Characters don't need to be likable for a story to be well-written, but all of the characters in Love Edy were likable to me, and I definitely cannot complain. Edy and Hassan, both coming from extremely wealthy backgrounds, were both 'spoiled' in a sense, but it didn't take away from their characters at all. They both are strong and witty in their unique ways, and I loved reading each of their perspectives. Being as wonderful of a relationship as they have, I probably should not be fond of Wyatt. But I was. I loved his character. Not only does he have a shady past and seems to get the short stick in life, but he's a wild never quite know what to expect. Aside from the three perspectives the story took, all of the secondary and minor characters were interesting to read about. The Dyson twins were funny, and it was great to see the girls like Alyssa and Chloe show that they have substance (and even serve as a wake up call to Edy).
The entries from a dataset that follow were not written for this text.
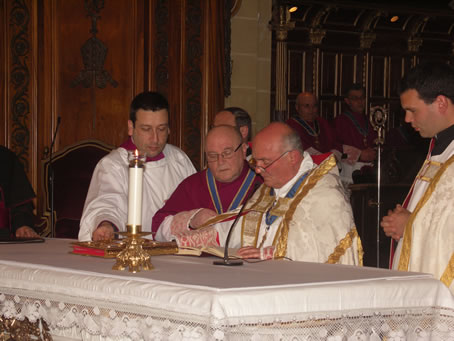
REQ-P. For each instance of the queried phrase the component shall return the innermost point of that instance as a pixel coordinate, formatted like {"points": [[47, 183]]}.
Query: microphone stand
{"points": [[378, 119], [51, 181], [226, 261]]}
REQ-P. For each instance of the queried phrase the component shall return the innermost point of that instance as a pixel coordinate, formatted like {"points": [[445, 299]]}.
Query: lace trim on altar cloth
{"points": [[81, 321]]}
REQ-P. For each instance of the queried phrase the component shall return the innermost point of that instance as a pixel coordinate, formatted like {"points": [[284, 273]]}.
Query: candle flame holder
{"points": [[133, 256]]}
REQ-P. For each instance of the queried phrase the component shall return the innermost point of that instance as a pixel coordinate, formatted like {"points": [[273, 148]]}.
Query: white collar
{"points": [[306, 165]]}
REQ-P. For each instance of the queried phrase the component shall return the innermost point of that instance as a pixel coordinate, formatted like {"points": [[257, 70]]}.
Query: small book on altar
{"points": [[110, 249], [217, 251]]}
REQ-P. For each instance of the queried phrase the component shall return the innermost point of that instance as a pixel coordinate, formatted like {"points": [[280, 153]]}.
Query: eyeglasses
{"points": [[226, 154], [253, 163], [356, 98]]}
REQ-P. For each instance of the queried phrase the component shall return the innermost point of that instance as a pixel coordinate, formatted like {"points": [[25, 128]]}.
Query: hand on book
{"points": [[201, 217], [253, 252]]}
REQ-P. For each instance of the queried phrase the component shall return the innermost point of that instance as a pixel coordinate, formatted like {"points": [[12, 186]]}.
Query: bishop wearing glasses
{"points": [[300, 212], [221, 187]]}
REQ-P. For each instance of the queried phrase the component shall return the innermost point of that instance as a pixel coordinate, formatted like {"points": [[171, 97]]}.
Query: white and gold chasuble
{"points": [[431, 222], [315, 225]]}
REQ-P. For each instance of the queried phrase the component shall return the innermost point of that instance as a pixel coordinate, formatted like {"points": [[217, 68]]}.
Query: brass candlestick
{"points": [[133, 255]]}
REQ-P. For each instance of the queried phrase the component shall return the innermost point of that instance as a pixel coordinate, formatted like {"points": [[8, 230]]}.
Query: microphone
{"points": [[51, 180], [226, 260]]}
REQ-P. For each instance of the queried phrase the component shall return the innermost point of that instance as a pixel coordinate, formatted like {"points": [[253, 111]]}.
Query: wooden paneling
{"points": [[361, 45], [19, 64], [83, 63]]}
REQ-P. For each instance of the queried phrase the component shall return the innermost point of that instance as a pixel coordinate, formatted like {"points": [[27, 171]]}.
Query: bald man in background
{"points": [[239, 118], [317, 135]]}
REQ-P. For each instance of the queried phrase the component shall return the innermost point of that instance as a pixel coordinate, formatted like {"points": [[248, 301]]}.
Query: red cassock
{"points": [[194, 193], [354, 130], [318, 134]]}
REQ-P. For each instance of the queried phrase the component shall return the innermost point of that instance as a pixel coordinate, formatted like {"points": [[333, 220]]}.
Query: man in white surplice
{"points": [[300, 212], [106, 205], [426, 218]]}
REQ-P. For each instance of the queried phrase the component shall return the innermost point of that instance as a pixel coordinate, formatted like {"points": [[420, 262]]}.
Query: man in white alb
{"points": [[299, 213], [106, 205], [424, 224]]}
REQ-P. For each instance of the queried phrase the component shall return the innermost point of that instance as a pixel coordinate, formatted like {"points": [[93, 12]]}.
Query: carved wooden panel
{"points": [[19, 61], [91, 54]]}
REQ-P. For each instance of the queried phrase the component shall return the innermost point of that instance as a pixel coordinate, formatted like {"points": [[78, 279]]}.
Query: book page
{"points": [[217, 251]]}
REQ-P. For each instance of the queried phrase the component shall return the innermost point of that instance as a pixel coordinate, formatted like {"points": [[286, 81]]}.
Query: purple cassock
{"points": [[201, 190], [317, 134], [354, 130]]}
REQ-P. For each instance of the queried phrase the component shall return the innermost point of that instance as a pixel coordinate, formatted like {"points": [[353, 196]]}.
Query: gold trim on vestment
{"points": [[317, 173], [404, 259], [359, 245], [343, 246], [251, 222], [448, 274]]}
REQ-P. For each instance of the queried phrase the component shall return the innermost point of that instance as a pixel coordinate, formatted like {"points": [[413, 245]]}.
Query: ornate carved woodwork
{"points": [[20, 50], [172, 46], [336, 44]]}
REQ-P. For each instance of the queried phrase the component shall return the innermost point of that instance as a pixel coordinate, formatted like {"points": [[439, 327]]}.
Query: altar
{"points": [[189, 298]]}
Books like Love Edy make me incredibly happy in the way that they bring diversity into YA. Not everyone in the world is one race, one socioeconomic classification and one religion, and blending cultures to more accurately mirror reality is wonderful. It also shows the conflicts that still exist between cultures and beliefs. Edy and Hassan are perfect for each other, but they have to face a difference in religions, and the tradition of arranged marriages that exists in Hassan's culture. These are real-world issues, and it is nice to see them tastefully done in a YA fiction.

Love Edy is a beautifully written novel with wonderful description and incredible dialogue. I loved every second of it, from the lighthearted scenes of friendship and the swoon-worthy romance to the portions that got darker. I can easily recommend this novel, although I would put aside some time to begin - once you do, you'll have trouble stopping. I'm eagerly looking forward to the next installment.